Top six tips for better integrating Agile with UX and service design

To create the most innovative products and services, while also fueling your designer’s creativity, consider adapting some of the Agile rituals so they work better for your specific team and project. Here are our six tips for making Agile work for your designers.

1. Know your team.

Every designer and individual is different. Some will thrive in structured Agile environments, while others may struggle. Our first tip for adapting Agile to the HCD process is to understand the different personalities and strengths of your team members. For example, a service designer or UX strategist may love thinking about the big picture and thrive in the fuzzy front-end of design work. They love ambiguity and may shy away from the daily routines of Agile or get bored once the complexity of the work has been fleshed out. Other designers (who are more detail-oriented and focused on the micro) may work better under the pressure of weekly sprints. In fact, they may need the hard deadlines of Agile to force them to drop their procrastination and perfectionism.
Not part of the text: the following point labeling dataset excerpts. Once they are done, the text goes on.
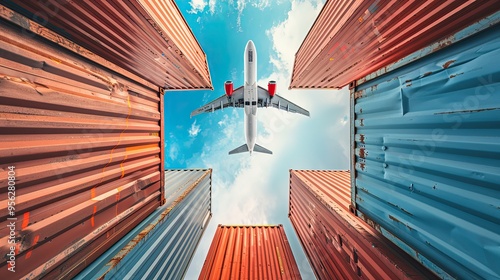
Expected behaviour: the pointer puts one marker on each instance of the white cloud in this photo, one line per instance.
(173, 152)
(254, 189)
(289, 34)
(197, 6)
(194, 130)
(261, 5)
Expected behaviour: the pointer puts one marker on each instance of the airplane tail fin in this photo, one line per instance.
(241, 149)
(244, 148)
(261, 149)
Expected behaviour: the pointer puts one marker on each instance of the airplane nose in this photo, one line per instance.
(250, 45)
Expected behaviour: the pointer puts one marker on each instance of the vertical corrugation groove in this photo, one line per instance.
(250, 252)
(338, 244)
(351, 39)
(427, 155)
(85, 145)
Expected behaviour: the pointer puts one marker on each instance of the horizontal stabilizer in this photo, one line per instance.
(260, 149)
(241, 149)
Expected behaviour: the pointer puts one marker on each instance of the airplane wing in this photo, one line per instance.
(236, 100)
(264, 100)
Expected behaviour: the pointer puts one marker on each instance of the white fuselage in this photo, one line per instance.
(250, 95)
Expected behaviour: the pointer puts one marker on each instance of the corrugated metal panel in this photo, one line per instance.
(338, 244)
(427, 155)
(351, 39)
(162, 246)
(148, 39)
(250, 252)
(86, 146)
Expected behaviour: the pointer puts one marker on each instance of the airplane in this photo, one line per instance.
(250, 96)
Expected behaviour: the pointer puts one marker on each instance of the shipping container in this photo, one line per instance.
(81, 139)
(250, 252)
(351, 39)
(161, 247)
(146, 40)
(338, 244)
(426, 152)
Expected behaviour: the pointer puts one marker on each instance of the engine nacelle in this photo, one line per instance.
(271, 88)
(228, 86)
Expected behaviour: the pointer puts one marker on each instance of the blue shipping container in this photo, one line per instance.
(426, 152)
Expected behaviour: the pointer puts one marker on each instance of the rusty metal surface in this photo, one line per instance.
(145, 39)
(170, 235)
(250, 252)
(427, 154)
(351, 39)
(338, 244)
(85, 144)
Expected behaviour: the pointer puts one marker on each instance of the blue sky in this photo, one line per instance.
(254, 189)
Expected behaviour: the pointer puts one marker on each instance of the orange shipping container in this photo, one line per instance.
(250, 252)
(351, 39)
(81, 126)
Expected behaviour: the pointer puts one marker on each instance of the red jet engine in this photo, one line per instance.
(271, 88)
(228, 86)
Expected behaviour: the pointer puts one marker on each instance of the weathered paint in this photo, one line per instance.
(250, 252)
(351, 39)
(85, 144)
(338, 244)
(147, 41)
(161, 247)
(427, 154)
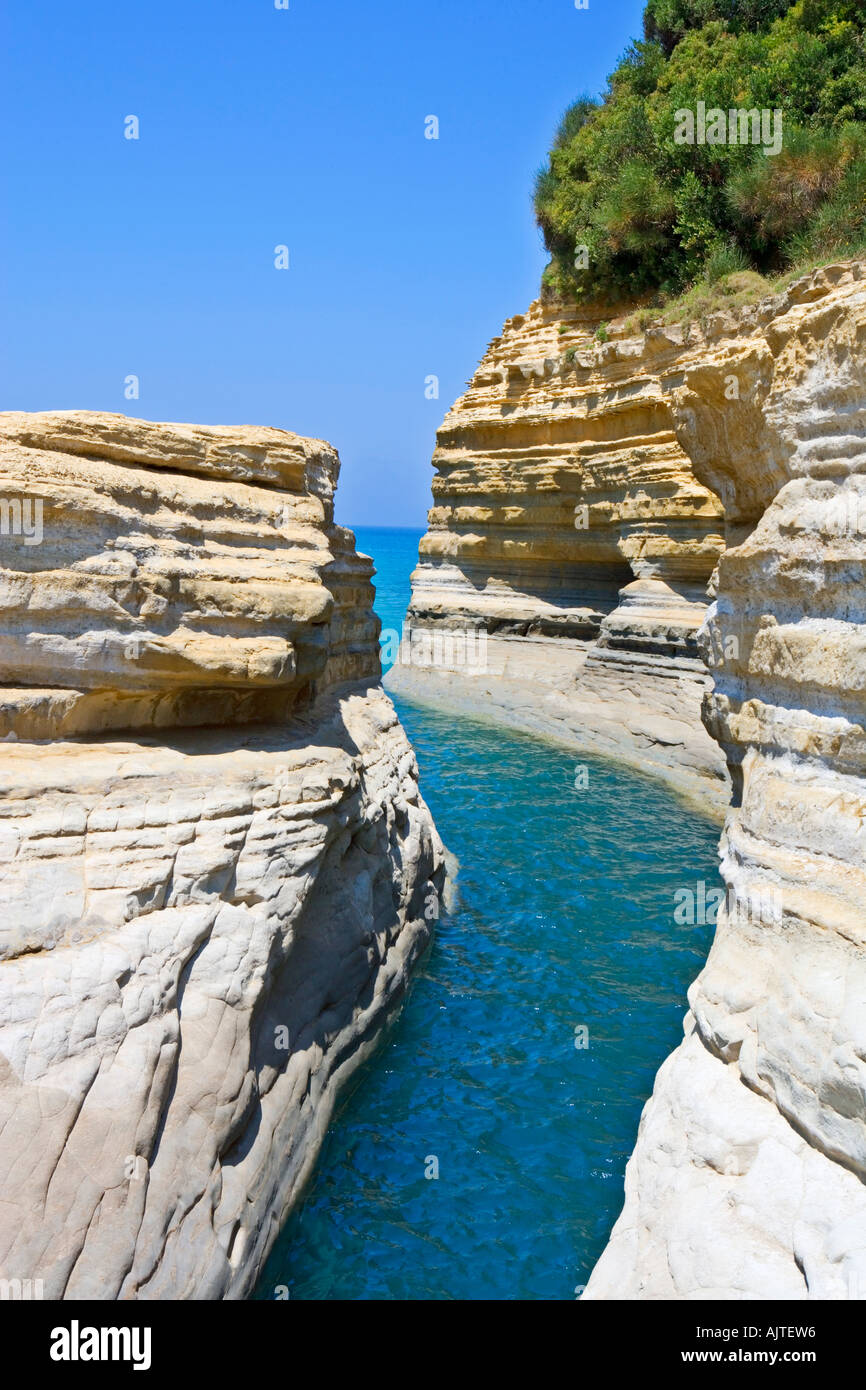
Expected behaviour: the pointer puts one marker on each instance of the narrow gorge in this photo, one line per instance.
(217, 868)
(651, 545)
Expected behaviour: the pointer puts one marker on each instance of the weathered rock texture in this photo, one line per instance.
(749, 1173)
(569, 527)
(214, 861)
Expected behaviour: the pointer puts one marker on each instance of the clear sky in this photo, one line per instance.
(262, 128)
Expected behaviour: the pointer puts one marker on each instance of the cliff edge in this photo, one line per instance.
(748, 1179)
(216, 863)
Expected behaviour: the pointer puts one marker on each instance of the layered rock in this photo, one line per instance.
(216, 863)
(572, 542)
(749, 1173)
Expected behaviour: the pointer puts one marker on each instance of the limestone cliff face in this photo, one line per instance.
(214, 859)
(749, 1173)
(572, 534)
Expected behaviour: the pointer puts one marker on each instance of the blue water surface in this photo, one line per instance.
(563, 934)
Similarly, introverted or extroverted team members may feel differently about the number of team check-ins. Where an introverted team member may feel like they’re being forced to over-communicate, an extroverted person might love the frequent touchpoints. The point here is to spend some time getting to know your team members and consulting with them to make sure your Agile rituals will help them thrive. Specifically, ask your team whether a daily meeting is too much and if they would like one or two days a week to be meeting free. Or perhaps, designers don’t need to attend daily standups, instead, they could attend on Tuesdays and Thursdays only. You could also consider setting up and enforcing boundaries in Slack for when a person needs to have quiet “thinking” or “creating” time.

 

2. Break it down (especially for service designers)

Service design looks at challenges from a system perspective and often deals with challenges that have no-scope or that are ill-defined. Under ideal circumstances, service design and discovery research would take weeks and months to complete. One of the problems when it comes to integrating service design and Agile processes is that there is no weekly deliverable that exists in service design… in other words, you might take 4 weeks to analyze data without actually producing something tangible. Therefore, to better mould service design into the Agile process, you need to chunk it down. A good idea is to break down all of the research or service design activities into bite-sized steps that can be accomplished in one sprint. For example, a service designer might commit to creating a recruiting guide and emailing participants to schedule them for interviews in one sprint.

 

3. Reduce reporting or “show and tell” requirements in early stages

In the early stages of the design process, as we mentioned above, you may not have much to show. However, what you will have are interview protocols, recruiting scripts, survey questionnaires, ecosystem maps, etc. –but you may not have a wireframe or pretty UI design to present. In fact, when things are very fuzzy, you may not have much of anything because you’re just trying to digest and think about everything you heard and learned. It’s important to give your service designer grace in the beginning stages of the design process. Release the pressure of sharing work constantly. This will give them room for the creative problem-solving they need to do that ultimately leads to innovation! Note that your designer/researcher may not have much to show at your sprint demo. This isn’t because they’re being lazy, but actually, because they are percolating, forming ideas, and framing concepts that aren’t ready to be presented to the group yet.

 

4. Choose your own adventure

Agile is not a one-size-fits-all solution. A great thing about Agile is that through the numerous rituals and principles, it’s possible to create a schedule and structure that works for your team, even if it isn’t 100% following the true Agile methodology. For example, you can determine whether a 1-week sprint or a 2-week sprint works better, and decide with your team on the frequency and format of your check-ins and standups (e.g. daily team standups or Slack check-ins). Through knowing your team, you can choose what will help make your project a success.

 

5. Adapt rituals based on the phases of the project

As we mentioned, the creative process doesn’t naturally fit with Agile. Understanding where your project is in the human-centered design process should influence how you structure your rituals. For example, in the discovery phase, it may be overkill to have daily standups because discovery work can take months to accomplish without much to report on. Whereas during the definition phase, when research insights are being formed into product requirements, it will be important to check in frequently to ensure everyone is aligned on the scope and direction. Subsequently, when you start the UX design (high-level concepts) it may make sense to step back a bit on the daily standups because this is a heavily creative part of the work that requires critical thinking and space. Then, when you get into the detailed UI design, it is important to check in daily and implement the true Agile process. Ultimately, don’t be afraid to revisit your rituals as the project progresses.

 

6. Be prepared to switch up the team

We told you that during long projects it’s been known to happen that designers get bored! We commonly see this with high-level strategic thinkers. Once the project is no longer complicated and the product requirements have been defined they may start to mentally check out. At that point, it may be important to evaluate who you have on the team, what their strengths are (which goes back to knowing your team!) and decide if it might make sense to introduce a new designer to the project who thrives in that phase the work. This can mean that the strategic thinker still provides some oversight, but isn’t required on a day-to-day basis. We want to keep our team members excited about and engaged in their work as best as possible. 

 

We know that applying this methodology to service design is good but not perfect, so our best advice is to be agile with the Agile process! Agile certainly has its own distinctive set of challenges, but remember that it can be tweaked and modified to best suit the unique needs of your team. Hopefully our tips for better integrating Agile lead to successful results for your design and research teams!